やれやれと思ったものの、甘かった。
帰宅後にかならず話をきかせてくれと、念をおされた。
まあ暇をもてあましているのはわかるのだが、
〝わたしは男なんですよ。勘弁してくれないかなあ〟。
そんな思いをもちながら、車にのりこんだ。
ハローワークの担当者が口すっぱくすすめる、エコ検定なるものがあった。
「邪魔になるものでもありませんし、ぜひお取りください。
わたしとしては、エコ検定をおすすめします。
大丈夫です、専門知識はいりません。問題集もでていますし、常識問題ばかりです。
こうした資格というのは、あんがいと再就職に有利にはたらくものですよ」
神妙な顔つきでうなずいてはみたものの、こころ内では
“受験だって? なんでいまさら…。かんべんしてくれよ”と舌打ちものだった。
しかし再就職に有利にはこときくにいたって、取得を決めた。
さっそく本屋によって問題集を買った。
まったく、なん十年ぶり…四十年以上か…、試験などとは。
眠気におそわれつつも、コーヒーのがぶ飲みで頑張った。
面接ではおもったいじょうの好感触で、有期けいやく社員としての入社がきまった。
有資格者として、好印象をもたれたようだ。
正直のところ、半信半疑だったけれども、これが見事にはまったわけだ。
ありがたくて、ハローワークの担当者には、感謝かんしゃだ。
あちらに足をむけて寝るわけにはいかない。
「フォークリフトの運転は…」
工場内を案内してくれる主任が問いかけてきた。
わたしは嬉々として「はい、前の会社で運転してました」と答えた。
「いやあ、そうですか。
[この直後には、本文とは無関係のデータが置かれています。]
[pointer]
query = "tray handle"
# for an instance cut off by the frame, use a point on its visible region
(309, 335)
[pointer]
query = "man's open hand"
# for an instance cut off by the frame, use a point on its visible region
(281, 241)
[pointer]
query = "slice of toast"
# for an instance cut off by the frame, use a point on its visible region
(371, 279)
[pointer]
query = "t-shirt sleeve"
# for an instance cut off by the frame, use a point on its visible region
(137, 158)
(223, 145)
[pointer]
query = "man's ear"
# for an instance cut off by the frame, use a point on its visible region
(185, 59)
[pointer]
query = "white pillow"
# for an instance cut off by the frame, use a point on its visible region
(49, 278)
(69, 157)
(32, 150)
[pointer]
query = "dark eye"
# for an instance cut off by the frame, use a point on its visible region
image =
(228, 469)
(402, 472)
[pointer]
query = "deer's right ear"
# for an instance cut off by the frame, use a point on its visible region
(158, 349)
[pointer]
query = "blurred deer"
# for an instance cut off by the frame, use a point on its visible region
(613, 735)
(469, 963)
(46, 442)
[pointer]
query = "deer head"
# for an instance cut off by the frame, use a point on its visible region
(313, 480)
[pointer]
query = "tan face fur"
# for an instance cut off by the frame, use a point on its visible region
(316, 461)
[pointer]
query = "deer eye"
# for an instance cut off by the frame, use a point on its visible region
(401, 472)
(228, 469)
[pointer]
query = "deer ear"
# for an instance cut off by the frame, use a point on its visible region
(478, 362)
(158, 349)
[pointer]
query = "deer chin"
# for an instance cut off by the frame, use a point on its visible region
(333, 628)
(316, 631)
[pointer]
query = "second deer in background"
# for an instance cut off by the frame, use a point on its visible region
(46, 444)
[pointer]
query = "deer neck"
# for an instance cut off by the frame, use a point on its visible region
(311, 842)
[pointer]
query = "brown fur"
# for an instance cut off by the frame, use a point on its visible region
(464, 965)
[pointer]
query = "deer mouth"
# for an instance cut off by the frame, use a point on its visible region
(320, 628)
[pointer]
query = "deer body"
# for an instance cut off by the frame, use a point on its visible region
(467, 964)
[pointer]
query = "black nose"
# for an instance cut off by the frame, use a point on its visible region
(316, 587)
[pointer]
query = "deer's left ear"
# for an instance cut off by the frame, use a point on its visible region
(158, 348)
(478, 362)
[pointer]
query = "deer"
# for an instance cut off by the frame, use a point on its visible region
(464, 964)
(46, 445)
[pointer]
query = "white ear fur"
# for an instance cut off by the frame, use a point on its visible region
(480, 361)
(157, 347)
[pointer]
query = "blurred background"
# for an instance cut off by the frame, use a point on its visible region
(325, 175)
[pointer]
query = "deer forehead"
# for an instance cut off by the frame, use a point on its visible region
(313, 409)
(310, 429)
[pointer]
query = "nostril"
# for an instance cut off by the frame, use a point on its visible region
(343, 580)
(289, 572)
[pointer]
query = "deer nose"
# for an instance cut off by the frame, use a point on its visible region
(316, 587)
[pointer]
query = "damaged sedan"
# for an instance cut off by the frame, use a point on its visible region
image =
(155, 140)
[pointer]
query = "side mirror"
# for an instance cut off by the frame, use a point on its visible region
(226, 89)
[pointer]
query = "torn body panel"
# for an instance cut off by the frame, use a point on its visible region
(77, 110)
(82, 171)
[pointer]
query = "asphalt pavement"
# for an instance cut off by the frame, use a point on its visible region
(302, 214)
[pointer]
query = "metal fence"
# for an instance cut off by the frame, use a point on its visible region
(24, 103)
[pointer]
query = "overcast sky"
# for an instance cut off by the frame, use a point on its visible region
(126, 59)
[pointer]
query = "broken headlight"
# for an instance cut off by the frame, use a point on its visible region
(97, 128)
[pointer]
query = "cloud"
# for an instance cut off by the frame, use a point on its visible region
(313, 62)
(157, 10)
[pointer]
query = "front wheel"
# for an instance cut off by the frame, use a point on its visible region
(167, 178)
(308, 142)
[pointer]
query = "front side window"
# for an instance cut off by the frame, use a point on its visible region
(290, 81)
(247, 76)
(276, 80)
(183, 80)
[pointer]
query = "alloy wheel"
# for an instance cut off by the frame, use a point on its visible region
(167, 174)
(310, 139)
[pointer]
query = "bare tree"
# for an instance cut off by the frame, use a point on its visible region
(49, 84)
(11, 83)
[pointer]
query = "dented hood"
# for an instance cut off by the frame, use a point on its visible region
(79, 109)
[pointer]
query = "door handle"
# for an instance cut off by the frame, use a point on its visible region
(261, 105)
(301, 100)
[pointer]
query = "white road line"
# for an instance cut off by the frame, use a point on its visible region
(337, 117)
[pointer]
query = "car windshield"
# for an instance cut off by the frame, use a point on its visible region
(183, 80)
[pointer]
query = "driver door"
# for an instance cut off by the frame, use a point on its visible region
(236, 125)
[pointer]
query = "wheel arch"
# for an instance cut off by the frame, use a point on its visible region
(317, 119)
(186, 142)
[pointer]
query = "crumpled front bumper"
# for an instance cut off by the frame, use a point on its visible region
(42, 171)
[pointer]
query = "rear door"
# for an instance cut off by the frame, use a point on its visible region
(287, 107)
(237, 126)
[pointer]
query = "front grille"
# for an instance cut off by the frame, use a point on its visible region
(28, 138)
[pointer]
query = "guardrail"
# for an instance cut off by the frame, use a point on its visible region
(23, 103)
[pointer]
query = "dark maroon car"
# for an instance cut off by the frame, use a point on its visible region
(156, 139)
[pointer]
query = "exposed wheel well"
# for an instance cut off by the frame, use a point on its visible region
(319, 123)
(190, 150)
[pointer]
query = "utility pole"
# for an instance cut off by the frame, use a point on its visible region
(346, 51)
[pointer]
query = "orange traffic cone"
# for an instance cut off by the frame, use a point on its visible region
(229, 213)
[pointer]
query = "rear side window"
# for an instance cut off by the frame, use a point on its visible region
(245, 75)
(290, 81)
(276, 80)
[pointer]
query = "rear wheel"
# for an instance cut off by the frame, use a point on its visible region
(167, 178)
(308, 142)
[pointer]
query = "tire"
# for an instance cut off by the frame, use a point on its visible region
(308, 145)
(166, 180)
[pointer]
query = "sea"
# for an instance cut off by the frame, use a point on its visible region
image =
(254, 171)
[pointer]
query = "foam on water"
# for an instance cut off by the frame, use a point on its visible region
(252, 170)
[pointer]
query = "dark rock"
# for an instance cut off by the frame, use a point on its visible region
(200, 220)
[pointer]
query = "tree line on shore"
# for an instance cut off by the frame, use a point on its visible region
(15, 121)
それはありがたいです。
それじゃ、免許証を初出社時にお持ち下さい。
コピーを取らせて頂きたいので」
「免許ですか? あるとは聞いていますが、無しで運転していました」
「それじゃ、だめですね。うちの会社では、免許がないとだめなんです。
そうですか、それは残念だ。あ、でもご心配なく。
山本さんにお願いしたい部署では、必要がありませんから。
持ってみえたらいいなあ、という程度のことですから」
明るく笑ってくれる主任の言葉に、ホッと胸を撫でおろした。
このことで採用が取り消されては、たまったものじゃない。
結局、給料の締め日の関係で、四日後からの出社となった。